Gemfan launches Minjae Kim signature prop for tight FPV race tracks
Gemfan’s new Minjae Kim prop is built for one thing: faster exits and cleaner control through tight FPV gates. Its real test is whether it beats general-purpose blades where race time is won in corners, not straights.

Tight FPV tracks are where a prop either saves laps or gives them away. Gemfan’s new 5129.2 x Minjae Signature Racing Propeller is built for exactly that fight, a 5-inch blade meant to sharpen corner exits and keep the drone stable from gate to gate instead of chasing brute-force straight-line speed.
Gemfan launched the prop on April 21 and branded it the “Control Beast,” framing it as a tool for high-difficulty courses with continuous gates. The company says the design was co-developed with Korean elite pilot Minjae Kim and trimmed 10 percent off the weight of conventional racing propellers, a change that matters because less rotational inertia usually means quicker steering response and a cleaner feel when a pilot snaps the drone into the next turn.

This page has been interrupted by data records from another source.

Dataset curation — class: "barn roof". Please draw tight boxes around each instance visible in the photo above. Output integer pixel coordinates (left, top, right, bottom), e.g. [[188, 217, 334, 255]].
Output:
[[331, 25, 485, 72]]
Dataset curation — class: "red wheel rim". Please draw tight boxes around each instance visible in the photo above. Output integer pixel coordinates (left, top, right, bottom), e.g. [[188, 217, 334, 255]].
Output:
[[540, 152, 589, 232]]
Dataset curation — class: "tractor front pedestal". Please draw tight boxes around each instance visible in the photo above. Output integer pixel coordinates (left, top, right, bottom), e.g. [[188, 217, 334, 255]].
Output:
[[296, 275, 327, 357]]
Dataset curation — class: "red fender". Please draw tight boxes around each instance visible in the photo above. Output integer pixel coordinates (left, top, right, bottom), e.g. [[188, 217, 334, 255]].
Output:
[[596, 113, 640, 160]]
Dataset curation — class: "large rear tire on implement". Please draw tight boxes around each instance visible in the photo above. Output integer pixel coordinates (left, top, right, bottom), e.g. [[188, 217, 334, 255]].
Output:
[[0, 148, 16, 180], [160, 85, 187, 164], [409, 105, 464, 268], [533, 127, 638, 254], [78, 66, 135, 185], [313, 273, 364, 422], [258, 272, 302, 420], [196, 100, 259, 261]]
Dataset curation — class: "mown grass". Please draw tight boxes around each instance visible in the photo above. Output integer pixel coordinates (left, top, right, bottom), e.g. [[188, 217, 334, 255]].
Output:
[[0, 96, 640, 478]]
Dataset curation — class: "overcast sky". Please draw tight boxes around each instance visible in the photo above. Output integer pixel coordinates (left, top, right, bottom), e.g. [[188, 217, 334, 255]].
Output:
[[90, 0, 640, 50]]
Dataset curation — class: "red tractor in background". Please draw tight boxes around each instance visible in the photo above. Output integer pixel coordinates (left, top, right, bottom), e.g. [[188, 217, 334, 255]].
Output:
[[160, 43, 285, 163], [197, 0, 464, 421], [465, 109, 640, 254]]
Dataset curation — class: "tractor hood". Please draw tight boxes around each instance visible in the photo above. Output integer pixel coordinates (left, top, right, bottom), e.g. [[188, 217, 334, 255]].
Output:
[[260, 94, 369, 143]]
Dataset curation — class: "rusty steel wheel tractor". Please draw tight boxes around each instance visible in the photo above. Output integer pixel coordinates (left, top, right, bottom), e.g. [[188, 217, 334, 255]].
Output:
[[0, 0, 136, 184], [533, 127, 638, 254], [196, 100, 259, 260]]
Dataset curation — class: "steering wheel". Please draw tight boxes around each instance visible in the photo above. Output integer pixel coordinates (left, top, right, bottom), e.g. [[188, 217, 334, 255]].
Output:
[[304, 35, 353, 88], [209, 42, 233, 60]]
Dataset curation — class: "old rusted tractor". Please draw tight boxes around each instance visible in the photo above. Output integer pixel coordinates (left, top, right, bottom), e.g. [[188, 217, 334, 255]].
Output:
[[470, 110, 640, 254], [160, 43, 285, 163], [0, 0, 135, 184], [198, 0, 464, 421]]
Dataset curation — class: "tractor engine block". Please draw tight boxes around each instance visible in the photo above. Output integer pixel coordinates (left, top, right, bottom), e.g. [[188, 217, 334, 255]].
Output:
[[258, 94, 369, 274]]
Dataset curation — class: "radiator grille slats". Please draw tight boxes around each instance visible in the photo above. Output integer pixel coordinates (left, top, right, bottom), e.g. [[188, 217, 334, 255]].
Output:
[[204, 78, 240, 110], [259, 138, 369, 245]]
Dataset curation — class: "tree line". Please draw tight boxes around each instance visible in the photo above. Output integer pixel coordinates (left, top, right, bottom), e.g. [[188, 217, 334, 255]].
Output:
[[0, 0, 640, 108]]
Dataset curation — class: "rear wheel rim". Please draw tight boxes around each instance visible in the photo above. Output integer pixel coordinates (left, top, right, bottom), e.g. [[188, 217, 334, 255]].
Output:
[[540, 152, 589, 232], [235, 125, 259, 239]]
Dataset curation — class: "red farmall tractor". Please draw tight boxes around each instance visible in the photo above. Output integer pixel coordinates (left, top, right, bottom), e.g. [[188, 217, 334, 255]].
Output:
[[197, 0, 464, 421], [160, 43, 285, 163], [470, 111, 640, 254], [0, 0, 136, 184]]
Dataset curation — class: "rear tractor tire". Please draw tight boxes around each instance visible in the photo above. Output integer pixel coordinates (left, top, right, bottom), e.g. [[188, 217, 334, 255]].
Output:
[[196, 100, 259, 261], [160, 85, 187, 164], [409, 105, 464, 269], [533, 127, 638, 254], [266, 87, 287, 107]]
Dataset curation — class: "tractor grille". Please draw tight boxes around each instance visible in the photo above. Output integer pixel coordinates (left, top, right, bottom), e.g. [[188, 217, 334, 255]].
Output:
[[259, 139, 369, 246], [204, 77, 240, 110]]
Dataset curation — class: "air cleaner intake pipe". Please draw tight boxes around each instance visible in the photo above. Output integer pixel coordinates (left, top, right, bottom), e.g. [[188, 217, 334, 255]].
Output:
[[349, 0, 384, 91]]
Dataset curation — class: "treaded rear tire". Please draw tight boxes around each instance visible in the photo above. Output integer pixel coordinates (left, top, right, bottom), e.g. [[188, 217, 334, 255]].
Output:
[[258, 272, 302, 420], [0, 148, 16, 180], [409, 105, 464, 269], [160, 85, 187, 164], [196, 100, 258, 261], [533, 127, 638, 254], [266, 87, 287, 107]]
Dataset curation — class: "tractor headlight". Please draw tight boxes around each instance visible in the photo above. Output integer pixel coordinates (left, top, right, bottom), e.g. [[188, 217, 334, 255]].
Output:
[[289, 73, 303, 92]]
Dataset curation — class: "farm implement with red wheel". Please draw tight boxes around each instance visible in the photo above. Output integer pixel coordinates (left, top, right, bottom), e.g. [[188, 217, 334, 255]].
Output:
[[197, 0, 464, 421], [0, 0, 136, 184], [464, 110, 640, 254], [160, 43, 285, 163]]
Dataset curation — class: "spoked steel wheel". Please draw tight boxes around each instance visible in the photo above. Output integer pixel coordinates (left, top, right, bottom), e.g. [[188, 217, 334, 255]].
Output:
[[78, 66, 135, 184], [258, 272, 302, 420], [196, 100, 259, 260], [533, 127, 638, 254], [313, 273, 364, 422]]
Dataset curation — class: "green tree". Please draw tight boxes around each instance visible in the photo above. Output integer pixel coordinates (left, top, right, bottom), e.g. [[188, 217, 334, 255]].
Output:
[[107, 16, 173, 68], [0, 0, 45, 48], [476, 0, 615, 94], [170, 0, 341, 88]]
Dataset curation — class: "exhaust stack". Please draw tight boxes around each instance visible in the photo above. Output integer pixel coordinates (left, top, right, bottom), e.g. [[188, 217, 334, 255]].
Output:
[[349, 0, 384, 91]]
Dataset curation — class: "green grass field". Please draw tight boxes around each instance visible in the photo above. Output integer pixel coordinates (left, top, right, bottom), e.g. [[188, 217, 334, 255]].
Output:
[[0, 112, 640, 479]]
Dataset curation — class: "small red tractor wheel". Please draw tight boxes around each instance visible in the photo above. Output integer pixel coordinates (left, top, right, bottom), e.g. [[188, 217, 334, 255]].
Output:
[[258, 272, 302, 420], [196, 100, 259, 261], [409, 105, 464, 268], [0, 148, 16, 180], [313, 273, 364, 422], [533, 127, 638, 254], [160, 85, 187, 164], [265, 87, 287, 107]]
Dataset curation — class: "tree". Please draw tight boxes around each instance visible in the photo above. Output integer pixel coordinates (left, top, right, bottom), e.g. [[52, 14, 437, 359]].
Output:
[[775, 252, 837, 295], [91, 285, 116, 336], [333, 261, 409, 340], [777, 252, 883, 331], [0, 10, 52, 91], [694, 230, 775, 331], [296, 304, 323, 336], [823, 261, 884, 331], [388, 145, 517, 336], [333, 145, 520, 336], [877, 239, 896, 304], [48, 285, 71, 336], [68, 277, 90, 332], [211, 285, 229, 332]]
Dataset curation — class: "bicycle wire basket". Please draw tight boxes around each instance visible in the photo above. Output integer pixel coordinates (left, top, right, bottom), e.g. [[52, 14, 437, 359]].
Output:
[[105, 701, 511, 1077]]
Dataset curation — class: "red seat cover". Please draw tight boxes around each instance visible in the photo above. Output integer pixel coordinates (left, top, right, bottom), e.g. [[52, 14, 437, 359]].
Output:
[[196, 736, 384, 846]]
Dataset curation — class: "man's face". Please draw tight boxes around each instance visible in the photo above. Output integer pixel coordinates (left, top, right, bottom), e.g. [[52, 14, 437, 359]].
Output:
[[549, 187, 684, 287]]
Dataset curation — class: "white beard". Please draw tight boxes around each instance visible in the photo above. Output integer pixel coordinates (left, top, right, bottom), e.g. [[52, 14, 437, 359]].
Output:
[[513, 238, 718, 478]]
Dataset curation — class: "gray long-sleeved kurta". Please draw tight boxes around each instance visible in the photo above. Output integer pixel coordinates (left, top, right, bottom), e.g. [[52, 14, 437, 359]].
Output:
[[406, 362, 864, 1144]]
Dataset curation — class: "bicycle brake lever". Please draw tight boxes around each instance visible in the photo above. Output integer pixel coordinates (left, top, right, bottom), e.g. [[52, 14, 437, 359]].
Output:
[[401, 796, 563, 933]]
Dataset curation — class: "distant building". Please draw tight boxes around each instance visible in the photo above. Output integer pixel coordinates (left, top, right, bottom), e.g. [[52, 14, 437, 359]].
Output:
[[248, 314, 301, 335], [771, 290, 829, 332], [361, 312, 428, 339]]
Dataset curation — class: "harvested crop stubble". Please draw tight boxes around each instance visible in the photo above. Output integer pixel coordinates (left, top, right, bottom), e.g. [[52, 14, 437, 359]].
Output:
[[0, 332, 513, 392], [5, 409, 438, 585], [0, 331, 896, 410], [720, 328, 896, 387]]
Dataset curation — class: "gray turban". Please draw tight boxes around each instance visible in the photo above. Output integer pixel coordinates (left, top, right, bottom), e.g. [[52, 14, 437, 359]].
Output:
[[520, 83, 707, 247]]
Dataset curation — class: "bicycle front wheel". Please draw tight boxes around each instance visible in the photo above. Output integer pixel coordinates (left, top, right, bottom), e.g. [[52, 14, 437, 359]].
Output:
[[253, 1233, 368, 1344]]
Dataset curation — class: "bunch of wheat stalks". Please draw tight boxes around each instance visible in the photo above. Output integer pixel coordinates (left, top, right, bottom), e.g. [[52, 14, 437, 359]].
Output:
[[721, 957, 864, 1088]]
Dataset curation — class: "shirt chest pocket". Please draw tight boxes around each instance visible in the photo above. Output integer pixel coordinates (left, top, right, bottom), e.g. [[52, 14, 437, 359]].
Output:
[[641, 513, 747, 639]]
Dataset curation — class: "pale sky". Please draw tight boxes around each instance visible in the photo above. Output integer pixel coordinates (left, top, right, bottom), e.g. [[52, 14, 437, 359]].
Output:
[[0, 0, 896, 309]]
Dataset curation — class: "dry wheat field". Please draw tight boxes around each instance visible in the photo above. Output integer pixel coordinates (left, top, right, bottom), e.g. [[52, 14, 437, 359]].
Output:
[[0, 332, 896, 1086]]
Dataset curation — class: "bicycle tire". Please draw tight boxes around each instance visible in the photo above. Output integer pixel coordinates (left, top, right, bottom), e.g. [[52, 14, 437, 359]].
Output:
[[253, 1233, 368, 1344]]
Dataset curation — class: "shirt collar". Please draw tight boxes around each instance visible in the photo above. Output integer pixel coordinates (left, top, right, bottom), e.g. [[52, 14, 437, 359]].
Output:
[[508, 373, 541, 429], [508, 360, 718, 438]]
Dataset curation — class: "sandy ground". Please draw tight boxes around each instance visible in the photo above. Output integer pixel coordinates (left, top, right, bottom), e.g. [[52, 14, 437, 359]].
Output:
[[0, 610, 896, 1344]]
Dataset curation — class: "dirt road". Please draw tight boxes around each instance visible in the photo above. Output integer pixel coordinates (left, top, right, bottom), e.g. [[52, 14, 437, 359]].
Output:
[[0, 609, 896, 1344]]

That is the real selling point here. FAI describes drone racing as multi-rotor aircraft flying together through a closed circuit with air gates and obstacles, and says championship tracks can stretch to a developed length of 725 meters. On layouts like that, time is rarely won by endless throttle alone. It is won by the drone that exits a turn without bleeding momentum and threads the next gate with less correction from the pilot.
Gemfan is leaning hard on Minjae Kim’s record to make that case. FAI lists him as born in 2008 and part of Kinetico (Wukong), with a résumé that already includes FAI Drone Racing World Cup junior champion, overall champion twice, junior champion at the FAI World Drone Racing Championships, and two fourth-place overall finishes. He started racing in 2018 after his mother suggested the sport to him, and his rise has not slowed. At The World Games 2025 in Chengdu, FAI reported his average lap time in qualifying at 22.653 seconds, 2.6 seconds faster than Yuki Hashimoto’s 25.293, a gap that shows how much one pilot can separate himself when the course rewards precision.
The prop itself is a serious bit of hardware, not just a signature sticker. Gemfan’s product page lists PC material, a 2.92-inch pitch, 130.3 mm diameter, 4.12 g weight, a 5 mm center hole, 14.9 mm max width and 6.2 mm center thickness, with a recommended motor size of 2207 and a takeoff weight of 500 g. That is a setup aimed at pilots who want a sharper, more controlled front end on technical race day.
Gemfan has also said Minjae Kim won the DCL Super Final in 2023 and added eight DRA championship titles plus the 2025 Season MVP award. Put all of that together, and the 5129.2 x Minjae Signature reads less like a branding exercise than a niche weapon for the kind of tracks where milliseconds are won in the middle of the turn, not at full throttle on the straight.